Since its acquisition by Intel, McAfee didn’t make too much investment in its DLP offering. Therefore, the products didn’t get many updates and lost ground to competing DLP products. Some years later, Intel spun-off its security division, and McAfee became an autonomous company again. After that, its DLP product line got some necessary updates.

McAfee DLP solution is composed of three main parts, covering

  • Network
  • Discovery
  • Endpoint

One component is quite unique among other DLP offerings: The McAfee DLP Monitor. This component allows the capture of data from incidents fired by policy violations, together with all network traffic. This way, the component allows for the review of most data and can uncover incidents that otherwise could go unnoticed.

McAfee’s ePolicy Orchestrator takes care of most of the management of the DLP solution. But there are still some management tasks that need to be done outside the Orchestrator. The company still has to integrate its DLP offering fully. It is yet to be known if it will be done in the future.

Symantec

Symantec is the undisputed leader in the field of DLP solutions, thanks to the continuous innovations it applies to its product portfolio. The company has the largest installed base of any DLP vendors. The solution has a modular approach, with a different software component required for each function. The component list is quite impressive, including Network Prevent for Web, Network Prevent for Email, Network Monitor, Endpoint Prevent, Data Insight, Endpoint Discover, etc.

In particular, the unique Data Insight component provides visibility of unstructured data usage, ownership, and access permissions. This advantage lets it compete with products outside the DLP arena, providing extra value for organizations that can leverage this capability.

Symantec’s DLP can be customized in many diverse ways. Almost every feature has its configurations, providing a high level of policy tuning. However, this advantage comes at the cost of a bigger complexity. It is probably the most complex in the market, and it might require quite a lot of hours for deployment and support.

RSA

EMC’s DLP solution, RSA Data Loss Prevention, lets you discover and monitor the flow of sensitive data, like corporate IP, customer credit cards, etc. The solution helps educate end-users and enforce controls in email, web, phones, etc., to reduce risks of compromising critical data.

RSA Data Loss Prevention differentiates itself by providing comprehensive coverage, platform integration, and workflow automation. It offers a combination of content classification, fingerprinting, metadata analysis, and expert policies to identify sensitive information with optimal accuracy.

EMC’s extensive coverage includes many risk vectors. Not only the most common email, web, and FTP, but also social media, USB devices, SharePoint, and many others. Its approach centered on user education seeks to generate risk awareness among end-users, guiding their behavior when dealing with sensitive data.

CA Data Protection

CA Data Protection (Broadcom’s DLP offering) adds a fourth class of data –besides in-use, in-motion, at-rest– that needs to be protected: on-access. Its focus is on the place where data is located, how it is handled, and what is its sensitivity level. The solution seeks to reduce data loss and misuse by controlling not only the information but access to it.

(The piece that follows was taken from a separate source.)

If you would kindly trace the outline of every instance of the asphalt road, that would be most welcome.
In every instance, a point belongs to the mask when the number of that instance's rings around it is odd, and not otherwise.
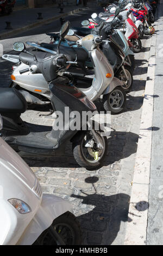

The solution promises network administrators to reduce the risk to their most critical assets, control information across enterprise locations, mitigate high-risk modes of communication, and enable compliance with regulatory and corporate policies. It also sets the ground for a transition to cloud services.

Save you millions or cost you millions?

The best DLP solution could indeed save you millions. But it is also true that it could cost you millions if you don’t choose the right one for your needs, or if you don’t deploy it the right way. If you thought that choosing the right DLP solution was only a matter of browsing a feature-comparison chart, you were wrong.

So be prepared to spend a big deal of effort not only to put a DLP solution to work once you buy it but also to analyze all offerings and choose the one that better fits your organization.